According to the onlooker hero’s account, the electronic doors of the Tesla Model Y could have been to blame for the reason why the passengers were trapped inside the electric vehicle.

“You couldn’t open the doors,” the rescuer, Rick Harper, he told him Toronto Star in a new interview. “I would suppose the young lady would have tried to open the door from the inside, as she was quite desperate to get out.” Harper added that he didn’t realize there were others trapped inside because the smoke was so thick.

“I don’t know if that was the battery or what,” Harper said. “But she couldn’t get out.”

Death trap

Police said the accident, which occurred on October 24, occurred after the driver lost control of the vehicle, hit a guardrail and then crashed into a utility pole. conformable CBCcatches fire on impact.

Authorities are still investigating the crash and fire. But the details we have so far somewhat involve electronic doors used by Tesla and other automakers, which require power to open.

The Elon Musk-owned automaker has a disturbing history of owners who receive locked in their cars powerless. Some of these cases may be due to user error, as most Teslas come with manual release levers.

However, these emergency measures were criticized for being poorly designed and placed unintuitively for certain models, which often requires intimate knowledge of the car – something most owners, let alone a panicked passenger, are unlikely to have.

Furthermore, with the Y model in particular, not all vehicles come with manual release for the rear doors, as Tesla warns in the car manual. It is unclear whether the Model Y involved in the crash was equipped with the emergency function.

Fire hazard

This is not the first time that occupants have died after being trapped in a Tesla.

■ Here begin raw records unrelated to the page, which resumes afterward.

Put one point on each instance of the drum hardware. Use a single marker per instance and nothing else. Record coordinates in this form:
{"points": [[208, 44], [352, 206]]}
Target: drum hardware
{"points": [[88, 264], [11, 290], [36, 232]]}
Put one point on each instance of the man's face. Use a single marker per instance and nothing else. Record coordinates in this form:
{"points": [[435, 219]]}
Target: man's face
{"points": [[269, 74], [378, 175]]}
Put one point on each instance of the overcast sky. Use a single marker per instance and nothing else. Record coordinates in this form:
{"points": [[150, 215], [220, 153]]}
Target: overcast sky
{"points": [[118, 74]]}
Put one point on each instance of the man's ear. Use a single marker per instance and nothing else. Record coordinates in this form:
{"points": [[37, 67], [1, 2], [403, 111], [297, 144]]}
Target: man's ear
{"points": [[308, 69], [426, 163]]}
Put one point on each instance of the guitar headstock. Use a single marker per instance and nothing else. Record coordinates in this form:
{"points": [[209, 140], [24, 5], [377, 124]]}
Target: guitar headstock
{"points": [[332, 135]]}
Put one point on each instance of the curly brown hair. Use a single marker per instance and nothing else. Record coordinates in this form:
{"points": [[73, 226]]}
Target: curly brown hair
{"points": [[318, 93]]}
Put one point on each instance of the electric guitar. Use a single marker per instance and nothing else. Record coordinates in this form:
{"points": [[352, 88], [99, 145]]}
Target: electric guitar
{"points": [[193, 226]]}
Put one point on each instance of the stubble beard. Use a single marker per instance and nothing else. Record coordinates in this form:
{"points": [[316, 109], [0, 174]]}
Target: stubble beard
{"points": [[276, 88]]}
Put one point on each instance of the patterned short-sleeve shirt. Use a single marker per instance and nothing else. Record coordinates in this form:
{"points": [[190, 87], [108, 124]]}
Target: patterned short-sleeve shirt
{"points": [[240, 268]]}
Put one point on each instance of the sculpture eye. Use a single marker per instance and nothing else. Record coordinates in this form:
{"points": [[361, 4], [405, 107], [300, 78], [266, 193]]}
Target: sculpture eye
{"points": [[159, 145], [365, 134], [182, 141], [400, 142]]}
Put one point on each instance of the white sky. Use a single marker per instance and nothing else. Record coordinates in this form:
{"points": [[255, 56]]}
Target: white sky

In 2019, a father of five was burned alive in his Model S after the car’s self-retracting door handles failed to deploy, his family. alleged in a lawsuitpreventing bystanders and first responders from freeing him from the intense fire.

Another driver he almost met the same fate in 2021. When the Tesla Model S caught fire, he claimed he was briefly trapped inside due to the vehicle’s faulty high-tech door handles, though he eventually managed to escape.

Given that EV battery fires are some of the most formidable out there and often require tens of thousands of gallons of water and man hours to put out, a reliable way to get out of one of these vehicles in a pinch is the least you could ask for.